今となっては大人の女性になった彼女に出会えたこと、これは素晴らしいことだ。
「大尉、私と貴女の出会い……これは、てんびん座である私にとって、センチメンタリズムな気持ちを抱かずにはいられない」
「……はい?」
目を丸くしたミハイル。凛々しい顔立ちからは、素っ頓狂な声が漏れる。
「大尉、血液型は何ですか」
「え……B……型」
「なんと! 私もB型だ! そうか……貴女と私は運命の赤い糸で結ばれていたということか!」
嫌な空気だ。宇宙よりも冷たい空気。
勝手に興奮し熱くなっている彼には、心地よく思えてしまうのがたちが悪い。
ミハイルは何も言わず振り返る。
瞳を閉じた彼は、踵を返して歩き出した彼女に着いていく。
サングラスをかけ直したミハイルは、彼に目配せしながら伝えた。
「……早速で悪いんだけど、任務があるの」
「ほう。テロリストが根城とするコロニーへの強襲作戦……かな?」
それを言うと、サングラス越しの赤い紅玉が驚愕の意を示すように丸くなった。
「……もう本部から聞いていたのね。もしかして、君を送ったのもそのためかしら」
「一大事だからな。

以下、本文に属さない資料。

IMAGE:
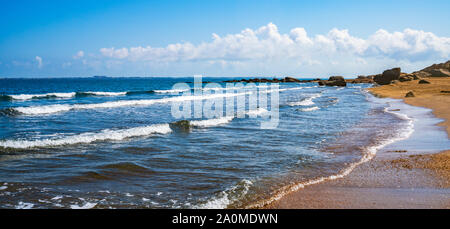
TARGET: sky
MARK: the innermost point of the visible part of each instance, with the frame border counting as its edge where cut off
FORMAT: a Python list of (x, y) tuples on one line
[(221, 38)]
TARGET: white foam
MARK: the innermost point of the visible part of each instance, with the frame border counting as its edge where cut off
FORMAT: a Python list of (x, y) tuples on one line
[(49, 109), (85, 206), (36, 96), (102, 93), (228, 196), (89, 137), (23, 205), (225, 119), (170, 91), (309, 109), (212, 122), (369, 154), (305, 102)]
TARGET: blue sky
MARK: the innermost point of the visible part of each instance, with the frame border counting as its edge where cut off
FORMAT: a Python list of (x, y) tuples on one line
[(82, 38)]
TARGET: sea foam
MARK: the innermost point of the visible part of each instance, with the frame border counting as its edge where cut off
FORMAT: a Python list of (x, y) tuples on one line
[(49, 109), (104, 135)]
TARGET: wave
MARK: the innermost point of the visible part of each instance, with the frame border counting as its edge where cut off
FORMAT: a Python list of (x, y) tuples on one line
[(108, 134), (117, 135), (309, 109), (305, 102), (170, 91), (368, 154), (38, 96), (212, 122), (187, 124), (49, 109), (100, 93), (227, 197)]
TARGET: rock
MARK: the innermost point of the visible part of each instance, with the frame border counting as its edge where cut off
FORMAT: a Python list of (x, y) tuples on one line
[(405, 78), (424, 82), (421, 74), (333, 81), (409, 94), (290, 80), (183, 125), (336, 78), (439, 73), (362, 79), (388, 76), (445, 66)]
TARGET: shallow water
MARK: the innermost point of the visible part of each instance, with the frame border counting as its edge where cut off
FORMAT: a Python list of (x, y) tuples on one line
[(86, 148)]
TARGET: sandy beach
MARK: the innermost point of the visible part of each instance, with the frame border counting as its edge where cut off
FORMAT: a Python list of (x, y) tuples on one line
[(395, 178)]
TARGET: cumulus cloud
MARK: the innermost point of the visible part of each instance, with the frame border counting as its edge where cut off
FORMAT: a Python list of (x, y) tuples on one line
[(268, 42), (39, 60), (267, 50), (79, 55)]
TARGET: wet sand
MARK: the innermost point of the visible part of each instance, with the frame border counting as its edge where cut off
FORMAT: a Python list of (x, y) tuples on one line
[(400, 176)]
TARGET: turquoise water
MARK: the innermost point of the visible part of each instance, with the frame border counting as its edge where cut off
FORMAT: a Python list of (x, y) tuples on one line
[(106, 143)]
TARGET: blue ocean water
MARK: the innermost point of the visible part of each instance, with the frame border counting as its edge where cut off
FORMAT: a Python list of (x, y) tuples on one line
[(111, 143)]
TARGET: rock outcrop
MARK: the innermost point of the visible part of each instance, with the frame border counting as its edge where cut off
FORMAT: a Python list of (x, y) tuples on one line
[(388, 76), (410, 94), (439, 73), (361, 79), (424, 82), (334, 81)]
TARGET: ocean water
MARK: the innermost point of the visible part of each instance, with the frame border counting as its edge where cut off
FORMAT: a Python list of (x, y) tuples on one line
[(113, 143)]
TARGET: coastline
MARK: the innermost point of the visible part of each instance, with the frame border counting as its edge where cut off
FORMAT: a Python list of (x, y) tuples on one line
[(406, 174)]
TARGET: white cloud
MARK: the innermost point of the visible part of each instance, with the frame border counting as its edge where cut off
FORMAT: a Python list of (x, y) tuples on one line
[(39, 60), (79, 55), (266, 49)]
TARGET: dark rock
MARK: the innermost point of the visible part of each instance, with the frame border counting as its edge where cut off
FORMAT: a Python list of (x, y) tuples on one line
[(405, 78), (336, 78), (183, 125), (334, 81), (388, 76), (409, 94), (445, 66), (424, 82), (439, 73), (290, 80)]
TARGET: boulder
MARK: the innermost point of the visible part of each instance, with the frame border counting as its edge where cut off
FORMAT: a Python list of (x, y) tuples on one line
[(421, 74), (333, 81), (445, 66), (424, 82), (439, 73), (405, 78), (409, 94), (290, 80), (388, 76)]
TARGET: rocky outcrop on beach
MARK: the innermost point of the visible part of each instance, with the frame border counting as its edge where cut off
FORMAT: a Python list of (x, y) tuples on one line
[(274, 80), (334, 81), (409, 94), (435, 70), (424, 82), (361, 79), (388, 76), (439, 73)]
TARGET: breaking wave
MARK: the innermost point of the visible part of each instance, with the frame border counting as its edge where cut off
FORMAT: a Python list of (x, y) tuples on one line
[(309, 109), (305, 102), (49, 109), (108, 134)]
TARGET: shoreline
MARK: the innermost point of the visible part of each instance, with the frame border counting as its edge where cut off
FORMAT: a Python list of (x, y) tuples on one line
[(394, 178)]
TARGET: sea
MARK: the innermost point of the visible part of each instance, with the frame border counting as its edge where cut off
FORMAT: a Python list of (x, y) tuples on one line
[(106, 142)]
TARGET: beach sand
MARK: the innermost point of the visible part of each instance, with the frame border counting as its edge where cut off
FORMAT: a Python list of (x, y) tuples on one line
[(393, 179)]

どのみち、じっとはしていられんよ」
本部から聞いていた、というのは真っ赤な嘘。
セカンドシーズン――つまりは今。
〈ヘヴンダウン戦争〉終結後、アーク連邦は解体され、連邦非加盟であったコロニー国家は地球へと帰投し、人類は再び地球で一つになった。
それを経て〈人類地球連盟〉は全国家の加盟をもってして〈人類結束連盟〉へと改定。
加盟国家の軍事力は一つに凝縮され、軍縮が進み始めていた。
だが、そんな中でも完全なる平和は実現しない。
世界の影で暗躍するテロリスト組織――それと真っ向から戦うため、膨大な武力を有し独立した権利を持つ極秘武装組織。
それが《ラウンズ》。
彼が入るべきではない組織の名だ。
「じゃあ概要を説明するから、一旦ミーティングルームに来てくれるかな」
「あぁ。貴女の采配を期待しているよ、バジーナ大尉」
数年前は、一端の兵士でただがむしゃらに戦うことしかできなかったが。
今から、こうして物語の本筋に関わることができる。
そうしていれば――きっと彼にも会える。